Joke Collection Website - Cold jokes - Who can copy some humorous jokes?

Who can copy some humorous jokes?

1: A worker who copied mutton kebabs was transferred to be a cremation worker and was fired within a few days, because he always asked the families of the deceased: What do you want it to do?

The eagle chased the rabbit, but it fell down and died because of the rabbit's words. Do you know what the rabbit said? It shouted to the eagle, "You're not wearing a bra!" Hearing this, the eagle quickly covered his chest, and as a result, ...

3. A woman ran into a dead end under the pursuit of cannibals, because she was frightened and wet her pants. The cannibal saw it and cursed: it's a pity that the soup was spilled.

4. An electrician walked into the operating room and said to a critically ill patient wearing an oxygen mask: Hello! Listen, take a deep breath, I need a power outage for five minutes!

5: An ant said to the elephant, "I have it, it's yours!" " "The elephant fainted after hearing this, and when he woke up, he said to the ant," I want another one! " "Hearing this, the ant was scared to death!

6. When the train in Spring Festival travel rush was very crowded, a gentleman took advantage of the parking to fart outside the window. The inspector at the bottom of the car found it and shouted: Fat man and cigar, take your head back.

7. anonymous is convenient to enter the public toilet, and he is worried about forgetting to bring paper. A pile of toilet paper emerged from a crack in the wall next door. "Thank you, who are you?" "You're welcome, I'm Lei Feng."

8. When the Minister of Family Planning visited the countryside, he met an old farmer and asked, "Hometown, do you know why close relatives can't get married?" The old farmer rubbed his hands and said lightly: Hehehehehehehehehehehehe, relatives, it's too familiar to start.

9. Imperial edict: Bring goods to heaven, and the emperor summoned: Because you don't love me, you are not allowed to shit for three days, and you are not allowed to bring paper to your death! A Cheng, get the newspaper!

10: Once upon a time, there was a girl named Qiao Nina. She fell in love with a girl named Shade. They look at the stars together. When the meteor crossed the sky, they named it Jonina Shading Star.

1 1: The mouse calls the cat: Hello! The meal is ok! Come down, Missy! The cat lay prone on the mouse hole and stretched out its front paws to take the mouse out. I dug all night and continued digging the next day.

12: the little mosquito came home crying, and his mother asked, what's the matter? Mozzie: Dad is dead! Mother Mosquito: He didn't take you to the show? Mosquito: Yes, but when the audience applauded, Dad didn't dodge.
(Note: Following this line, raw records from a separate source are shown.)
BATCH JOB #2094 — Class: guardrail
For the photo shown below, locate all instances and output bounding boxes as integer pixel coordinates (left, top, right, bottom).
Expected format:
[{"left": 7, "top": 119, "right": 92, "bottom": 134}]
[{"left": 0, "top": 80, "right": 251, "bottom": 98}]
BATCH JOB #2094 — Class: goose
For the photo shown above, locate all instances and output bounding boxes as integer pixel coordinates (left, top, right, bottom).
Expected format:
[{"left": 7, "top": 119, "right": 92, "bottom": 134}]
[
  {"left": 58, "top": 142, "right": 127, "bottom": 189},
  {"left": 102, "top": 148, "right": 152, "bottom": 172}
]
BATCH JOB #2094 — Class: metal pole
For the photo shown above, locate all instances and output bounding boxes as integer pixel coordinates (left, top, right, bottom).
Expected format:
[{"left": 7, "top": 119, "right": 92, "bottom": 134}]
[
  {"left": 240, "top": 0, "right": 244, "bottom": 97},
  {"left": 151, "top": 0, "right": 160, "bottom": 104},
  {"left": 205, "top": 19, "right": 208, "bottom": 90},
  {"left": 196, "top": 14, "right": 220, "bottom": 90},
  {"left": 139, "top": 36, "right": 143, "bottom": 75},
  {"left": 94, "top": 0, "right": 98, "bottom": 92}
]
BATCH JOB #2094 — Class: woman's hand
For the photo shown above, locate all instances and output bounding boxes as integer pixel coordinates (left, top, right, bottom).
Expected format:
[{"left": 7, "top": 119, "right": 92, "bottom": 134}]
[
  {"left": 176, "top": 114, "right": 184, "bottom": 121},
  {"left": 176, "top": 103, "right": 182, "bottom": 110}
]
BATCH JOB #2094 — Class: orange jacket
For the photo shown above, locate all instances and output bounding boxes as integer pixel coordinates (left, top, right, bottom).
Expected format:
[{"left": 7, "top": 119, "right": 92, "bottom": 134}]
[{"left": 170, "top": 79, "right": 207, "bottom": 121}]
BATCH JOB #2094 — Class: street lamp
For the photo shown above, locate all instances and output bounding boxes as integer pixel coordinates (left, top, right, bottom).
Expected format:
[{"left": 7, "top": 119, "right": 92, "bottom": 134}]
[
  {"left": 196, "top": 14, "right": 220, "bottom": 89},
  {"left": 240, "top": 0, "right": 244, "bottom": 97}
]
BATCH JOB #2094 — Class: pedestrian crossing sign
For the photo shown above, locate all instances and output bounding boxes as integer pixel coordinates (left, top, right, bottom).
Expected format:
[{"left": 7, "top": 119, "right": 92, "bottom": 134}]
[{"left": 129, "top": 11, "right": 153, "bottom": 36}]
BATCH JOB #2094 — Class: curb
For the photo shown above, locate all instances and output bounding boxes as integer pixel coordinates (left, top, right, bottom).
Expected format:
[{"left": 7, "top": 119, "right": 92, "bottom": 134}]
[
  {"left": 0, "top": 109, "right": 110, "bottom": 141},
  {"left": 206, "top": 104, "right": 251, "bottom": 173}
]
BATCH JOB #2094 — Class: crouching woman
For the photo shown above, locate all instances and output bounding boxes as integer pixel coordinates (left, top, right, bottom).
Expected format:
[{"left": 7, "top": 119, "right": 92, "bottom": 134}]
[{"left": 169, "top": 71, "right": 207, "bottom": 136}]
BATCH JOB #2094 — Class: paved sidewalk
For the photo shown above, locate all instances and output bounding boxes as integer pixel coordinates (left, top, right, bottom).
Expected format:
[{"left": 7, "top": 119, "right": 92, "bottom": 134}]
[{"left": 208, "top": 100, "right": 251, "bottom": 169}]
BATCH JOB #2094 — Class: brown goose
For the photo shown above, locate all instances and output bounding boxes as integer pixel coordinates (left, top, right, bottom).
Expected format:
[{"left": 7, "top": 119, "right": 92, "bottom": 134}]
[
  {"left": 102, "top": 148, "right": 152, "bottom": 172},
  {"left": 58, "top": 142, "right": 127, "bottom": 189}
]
13: bee girl shows off spider boyfriend: at least he has his own personal website.

14: Psychological test: If you race with a bear, you would like to: 1. You run faster than a bear; 2. Run as fast; 3. You run slower than a bear …

Answer: 1. You're not just a beast; 2. You are an animal; You don't look like a bird and beast.

15: This is an eternal story. A long time ago, a young man lost his beloved girl. He went through a lot of hardships and came to the girl. The girl said to him affectionately, "how about ... get out!" "

16: The hunter saw a bird in the sky, but it missed three times, but the bird still fell. It turned out that the bird patted its chest when it didn't hit the neutron bomb and said, scared to death, scared to death!

17: I saw a penny on the roadside and was about to bend down to pick it up. It turned out to be phlegm. Damn it, who threw up so round?

18: In the shade of the hospital, a couple are hugging and kissing. A doctor saw it and went over to the man and said, "You are so confused. You should put her flat on the ground for artificial respiration. Go away and let me do it. "

19: The blind and the lame ride together, and the lame watch the road. Suddenly, he saw a deep ditch and shouted: Gougougou! The blind man turned around and sang: Ole Ole Ole! So they fell into the ditch!

20: I miss those days. You wriggled in front of me and walked down the country road with your head down. When the villagers saw you, they all praised you: Oh, it's so beautiful and clean! Also praised me: what a good boy, such a small grade came out to release pigs!